How to serialize a Date using AVRO in Java
Asked Answered
P

3

18

I'm actually trying to serialize objects containing dates with Avro, and the deserialized date doesn't match the expected value (tested with avro 1.7.2 and 1.7.1). Here's the class I'm serializing :

import java.text.SimpleDateFormat;
import java.util.Date;

public class Dummy {
    private Date date;
    private SimpleDateFormat df = new SimpleDateFormat("dd/MM/yyyy hh:mm:ss.SSS");

    public Dummy() {
    }

    public void setDate(Date date) {
        this.date = date;
    }

    public Date getDate() {
        return date;
    }

    @Override
    public String toString() {
        return df.format(date);
    }
}

The code used to serialize / deserialize :

import java.io.ByteArrayOutputStream;
import java.io.IOException;
import java.util.Date;

import org.apache.avro.Schema;
import org.apache.avro.io.DatumReader;
import org.apache.avro.io.DatumWriter;
import org.apache.avro.io.Decoder;
import org.apache.avro.io.DecoderFactory;
import org.apache.avro.io.Encoder;
import org.apache.avro.io.EncoderFactory;
import org.apache.avro.reflect.ReflectData;
import org.apache.avro.reflect.ReflectDatumReader;
import org.apache.avro.reflect.ReflectDatumWriter;

public class AvroSerialization {

    public static void main(String[] args) {
        Dummy expected = new Dummy();
        expected.setDate(new Date());
        System.out.println("EXPECTED: " + expected);
        Schema schema = ReflectData.get().getSchema(Dummy.class);
        ByteArrayOutputStream baos = new ByteArrayOutputStream();
        Encoder encoder = EncoderFactory.get().binaryEncoder(baos, null);
        DatumWriter<Dummy> writer = new ReflectDatumWriter<Dummy>(schema);
        try {
            writer.write(expected, encoder);
            encoder.flush();
            Decoder decoder = DecoderFactory.get().binaryDecoder(baos.toByteArray(), null);
            DatumReader<Dummy> reader = new ReflectDatumReader<Dummy>(schema);
            Dummy actual = reader.read(null, decoder);
            System.out.println("ACTUAL: " + actual);
        } catch (IOException e) {
            System.err.println("IOException: " + e.getMessage());
        }
    }
}

And the output :

EXPECTED: 06/11/2012 05:43:29.188
ACTUAL: 06/11/2012 05:43:29.387

Is it related to a known bug, or is it related to the way I'm serializing the object ?

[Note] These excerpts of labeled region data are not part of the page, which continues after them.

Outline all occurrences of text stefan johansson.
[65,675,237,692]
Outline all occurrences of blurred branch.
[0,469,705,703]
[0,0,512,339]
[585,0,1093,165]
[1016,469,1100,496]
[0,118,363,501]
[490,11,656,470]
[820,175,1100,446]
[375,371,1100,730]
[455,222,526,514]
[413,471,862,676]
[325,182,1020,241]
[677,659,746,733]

Peterpeterborough answered 6/11, 2012 at 16:47 Comment(2)
I know I'm not answering your question, but I wouldn't use a static SimpleDateFormat. It's not a thread-safe class and consequently will give you unreliable results in a threaded environmentNoseband
Thank you for the comment, this is actually not a production code, but only a test class I developed in order to expose my problem. Anyway you're right, so I removed the static modifier ;)Peterpeterborough
D
7

I think AVRO doesn't serialize date at this point. What I would do is to wrap it in another class and store at as a long (date.gettime()) while avro folks add this feature. And the reason that you see different Date values is that every time that you (and avro) create a Date object, it initializes the Date with the current System time.

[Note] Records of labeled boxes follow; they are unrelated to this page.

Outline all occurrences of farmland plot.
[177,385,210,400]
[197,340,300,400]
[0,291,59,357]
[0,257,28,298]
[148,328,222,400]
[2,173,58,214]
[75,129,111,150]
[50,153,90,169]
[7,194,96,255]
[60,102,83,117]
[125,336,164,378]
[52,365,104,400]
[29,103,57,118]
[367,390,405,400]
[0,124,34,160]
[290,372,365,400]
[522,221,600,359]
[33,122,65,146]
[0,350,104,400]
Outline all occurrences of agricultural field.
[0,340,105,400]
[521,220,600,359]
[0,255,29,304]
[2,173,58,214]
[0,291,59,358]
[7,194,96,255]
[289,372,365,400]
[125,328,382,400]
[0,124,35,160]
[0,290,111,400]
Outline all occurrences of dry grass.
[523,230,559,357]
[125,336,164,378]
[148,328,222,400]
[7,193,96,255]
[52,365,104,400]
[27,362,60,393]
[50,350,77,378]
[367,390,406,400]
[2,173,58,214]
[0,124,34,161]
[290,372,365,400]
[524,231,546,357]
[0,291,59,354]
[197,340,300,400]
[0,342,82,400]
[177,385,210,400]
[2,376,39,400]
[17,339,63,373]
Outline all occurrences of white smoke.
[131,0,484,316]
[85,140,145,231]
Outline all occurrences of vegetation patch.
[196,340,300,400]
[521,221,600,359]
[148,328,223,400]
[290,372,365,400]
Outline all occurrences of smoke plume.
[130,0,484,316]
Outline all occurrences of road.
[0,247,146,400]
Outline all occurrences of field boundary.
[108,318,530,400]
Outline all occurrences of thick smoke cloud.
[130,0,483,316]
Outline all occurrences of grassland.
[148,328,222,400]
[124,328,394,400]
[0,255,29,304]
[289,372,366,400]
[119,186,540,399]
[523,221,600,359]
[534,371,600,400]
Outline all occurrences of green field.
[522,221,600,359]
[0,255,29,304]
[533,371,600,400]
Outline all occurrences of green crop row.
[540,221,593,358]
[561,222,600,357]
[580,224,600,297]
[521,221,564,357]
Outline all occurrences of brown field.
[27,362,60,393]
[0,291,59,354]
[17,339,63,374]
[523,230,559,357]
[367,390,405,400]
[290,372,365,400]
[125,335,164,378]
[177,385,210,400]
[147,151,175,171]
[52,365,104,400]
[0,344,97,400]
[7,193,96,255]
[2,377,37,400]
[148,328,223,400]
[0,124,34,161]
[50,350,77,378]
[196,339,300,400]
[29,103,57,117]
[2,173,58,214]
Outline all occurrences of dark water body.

Digamma answered 20/11, 2012 at 0:37 Comment(1)
Thank you amas, it looks like Date are actually not supported as stated in your answer, and that the Date is actually initialized with the current System time.Peterpeterborough
W
33

Avro 1.8 now has a date "logicalType", which annotates int. For example:

{"name": "date", "type": "int", "logicalType": "date"}

Quoting the spec:

A date logical type annotates an Avro int, where the int stores the number of days from the unix epoch, 1 January 1970 (ISO calendar).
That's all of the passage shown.